In addition to absorption, when light passes through a sample, it can be scattered when it comes to dispersive or colloidal system. This is used in the techniques of nephelometry (Greek nefele = cloud), when the intensity of light scattered at a certain angle is measured, and turbidimetry (English turbid = cloudy), when the intensity of light is measured passing through the sample in the original direction. Both methods are "mirror" of each other, therefore we will only deal with turbidimetry in the following: it can be carried out using the usual photometric equipment and the loss of light by scattering when passing through the sample can be easily described using absorbance and other quantities usual in photometry.
The amount of diffused light depends on
- particle concentration. In a wide range of concentrations, the dependence is linear, so it is possible to work completely analogously to photometric methods using the Lambert-Beer law. The quantity corresponding to absorbance is called turbidity.
- of particle sizes. The amount of light scattered is approximately inversely proportional to the molecular weight of the particle.
- wavelength of light. The shorter the wavelength, the greater the proportion of light will be scattered (Tyndall effect), the intensity of the scattered light increases approximately with the fourth power of the reciprocal of the wavelength. In practice, wavelengths from 340 to 450 nm are used as the most advantageous. Shorter-wavelength light is usually absorbed by proteins, which are usually present in biological samples.

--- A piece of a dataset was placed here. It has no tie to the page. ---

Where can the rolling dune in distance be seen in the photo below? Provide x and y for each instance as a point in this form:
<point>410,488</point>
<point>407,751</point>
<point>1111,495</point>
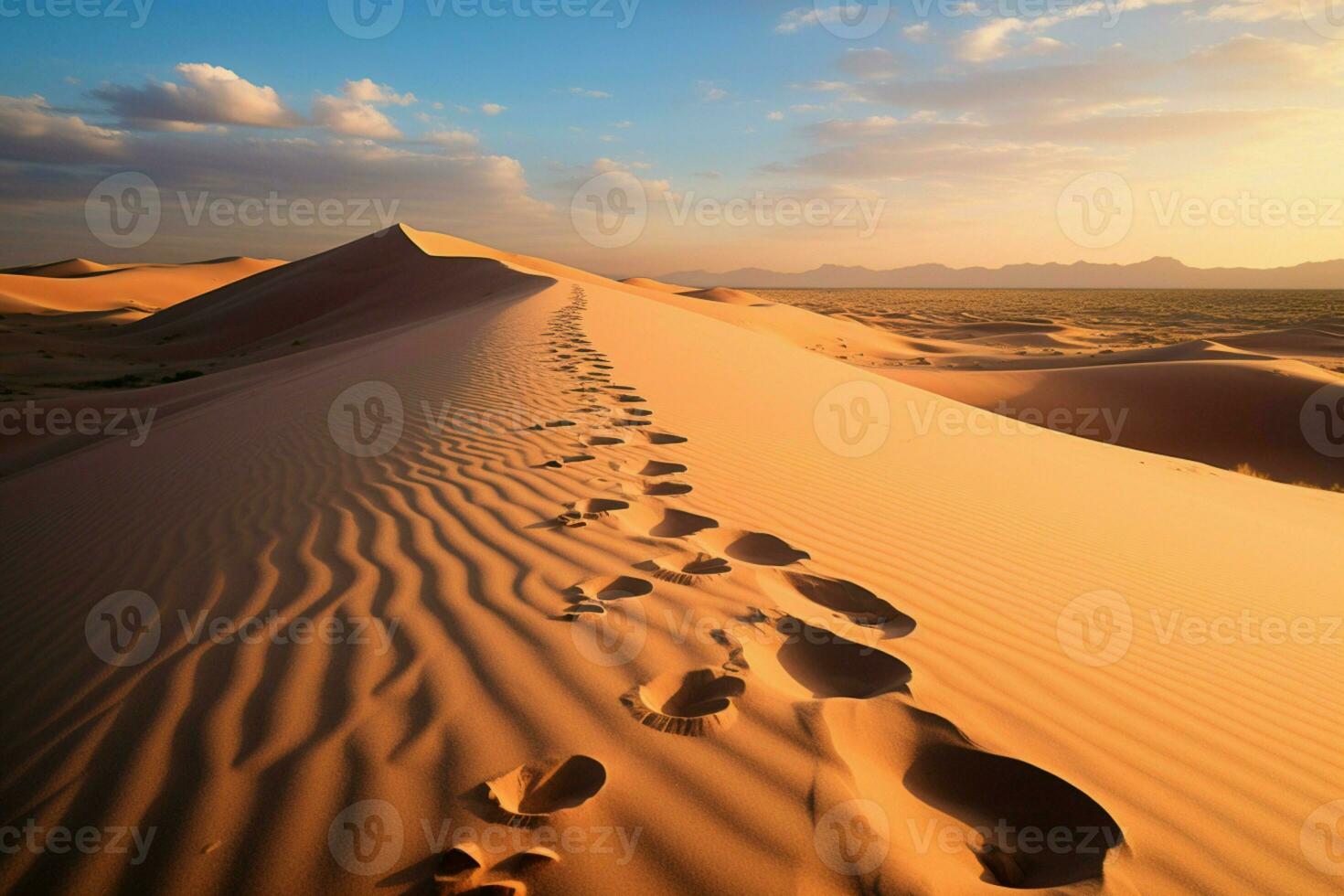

With turbidimetric methods, it is usually the most difficult to create a sufficiently stable suspension that would be constant throughout the measurement period. That is why protective colloids, most often polyethylene glycol, are added to the reaction mixtures.
Turbidimetry and nephelometry are used most often in immunochemical methods for evaluation immunoprecipitation reactions, where the turbidity is formed by antigen-antibody complexes.